SEQanswers

Go Back   SEQanswers > Bioinformatics > Bioinformatics



Similar Threads
Thread Thread Starter Forum Replies Last Post
Count the Number of Paired-End Reads Mapped by Tophat Fernas Bioinformatics 5 10-23-2015 03:26 AM
Asymmetric trimmomatic output with paired-end RNA seq. data alpha2zee Bioinformatics 6 11-19-2014 05:57 AM
Metagenomics/ Number of paired end reads in metasim kumara Introductions 0 07-24-2014 12:49 PM
Trimming paired end RNAseq - Trimmomatic sjeschonek Bioinformatics 1 07-14-2014 12:52 PM
How to count number of mapped paired-end and single-end rna-seq reads repinementer Bioinformatics 8 01-06-2013 06:06 AM

Reply
 
Thread Tools
Old 10-20-2014, 11:01 PM   #1
BADE
Member
 
Location: Boston

Join Date: Jan 2014
Posts: 13
Default Trimmomatic Paired End - Low number of surviving reads

Hi Friends,

I am having this problem with Illumina Hiseq (v. 1.9) paired end libraries (150nt reads).

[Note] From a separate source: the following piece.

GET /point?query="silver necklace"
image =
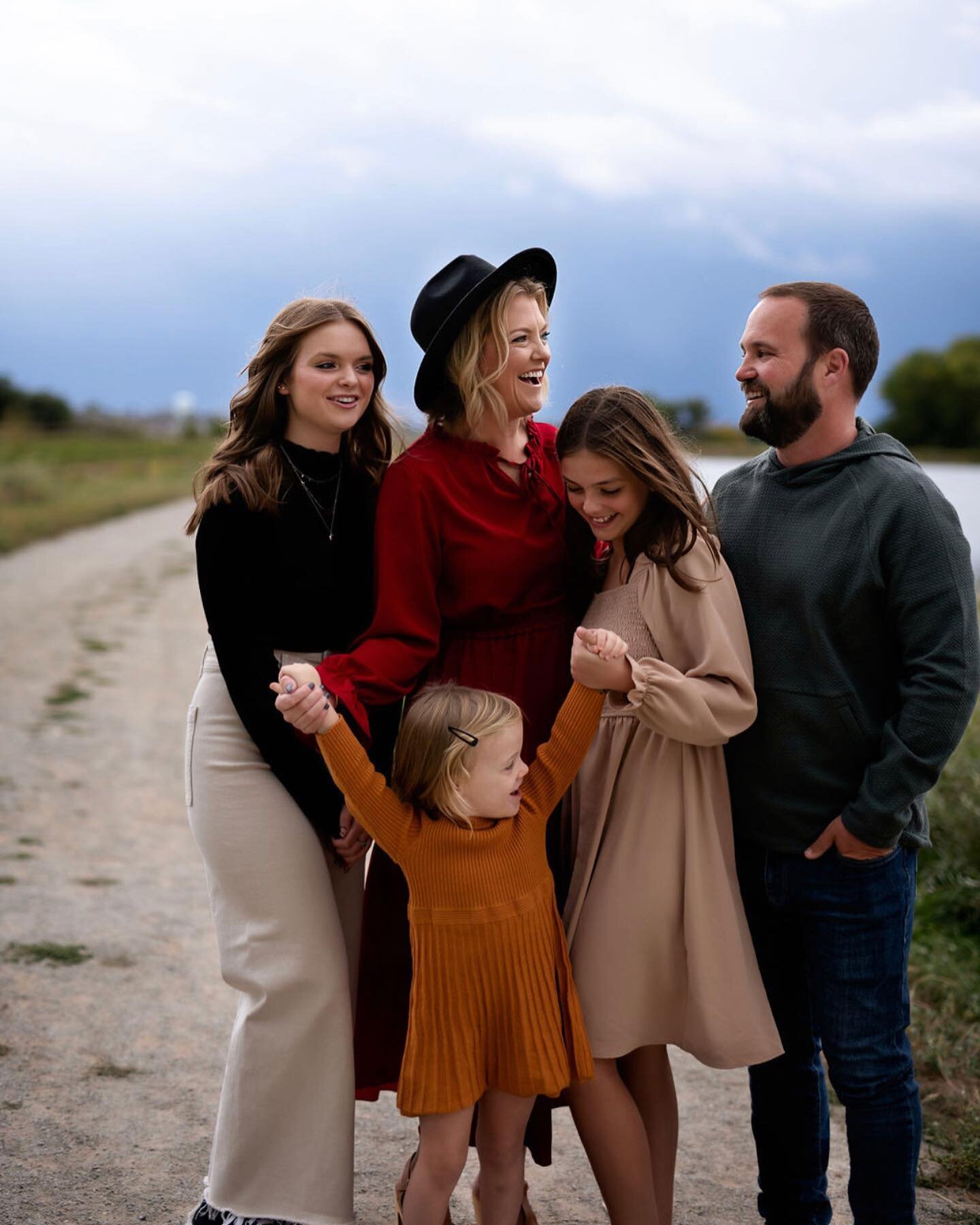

The number of surviving reads after trimming are very low.

This is my command:
Code:
java -jar trimmomatic-0.32.jar PE -threads 28 -phred33 WT_CTTGTA_L001_R1_001.fastq WT_CTTGTA_L001_R2_001.fastq Out_paired_WT_CTTGTA_L001_R1_001.fastq.gz Out_unpaired_WT_CTTGTA_L001_R1_001.fastq.gz Out_paired_WT_CTTGTA_L001_R2_001.fastq.gz Out_unpaired_WT_CTTGTA_L001_R2_001.fastq.gz ILLUMINACLIP:TruSeq3-PE-2.fa:2:30:10:8:TRUE LEADING:3 TRAILING:3 SLIDINGWINDOW:4:15 MINLEN:36
My adapter FASTA file:
Quote:
>PrefixPE/1
TACACTCTTTCCCTACACGACGCTCTTCCGATCT
>PrefixPE/2
GTGACTGGAGTTCAGACGTGTGCTCTTCCGATCT
>ReadThrough_PE/1
AGATCGGAAGAGCACACGTCTGAACTCCAGTCAC
>ReadThrough_PE/2
AGATCGGAAGAGCGTCGTGTAGGGAAAGAGTGTA
>PCR_Primer/1.1/1
AATGATACGGCGACCACCGAGATCTACACTCTTTCCCTA
>PCR_Primer/1.2/1
ATCTCGTATGCCGTCTTCTGCTTG
>PCR_Primer/1.1/2
CAAGCAGAAGACGGCATACGAGAT
>PCR_Primer/1.2/2
TAGGGAAAGAGTGTAGATCTCGGTGGTCGCCGTATCATT
Stats from trimmomatic:
Quote:
Using PrefixPair: 'TACACTCTTTCCCTACACGACGCTCTTCCGATCT' and 'GTGACTGGAGTTCAGACGTGTGCTCTTCCGATCT'
Using Long Clipping Sequence: 'ATCTCGTATGCCGTCTTCTGCTTG'
Using Long Clipping Sequence: 'AGATCGGAAGAGCACACGTCTGAACTCCAGTCAC'
Using Long Clipping Sequence: 'AATGATACGGCGACCACCGAGATCTACACTCTTTCCCTA'
Using Long Clipping Sequence: 'TAGGGAAAGAGTGTAGATCTCGGTGGTCGCCGTATCATT'
Using Long Clipping Sequence: 'AGATCGGAAGAGCGTCGTGTAGGGAAAGAGTGTA'
Using Long Clipping Sequence: 'CAAGCAGAAGACGGCATACGAGAT'
ILLUMINACLIP: Using 1 prefix pairs, 0 forward/reverse sequences, 3 forward only sequences, 3 reverse only sequences
Input Read Pairs: 22060013 Both Surviving: 14586934 (66.12%) Forward Only Surviving: 6580960 (29.83%) Reverse Only Surviving: 237640 (1.08%) Dropped: 654479 (2.97%)
TrimmomaticPE: Completed successfully
I would appreciate your help and/or suggestions.


BADE
BADE is offline   Reply With Quote
Old 10-20-2014, 11:35 PM   #2
avo
Member
 
Location: Germany

Join Date: Sep 2013
Posts: 14
Default

Can you give some more information about the run itself? Sample, Cluster density, Insert size, size selection and library prep might be helpful for troubleshooting.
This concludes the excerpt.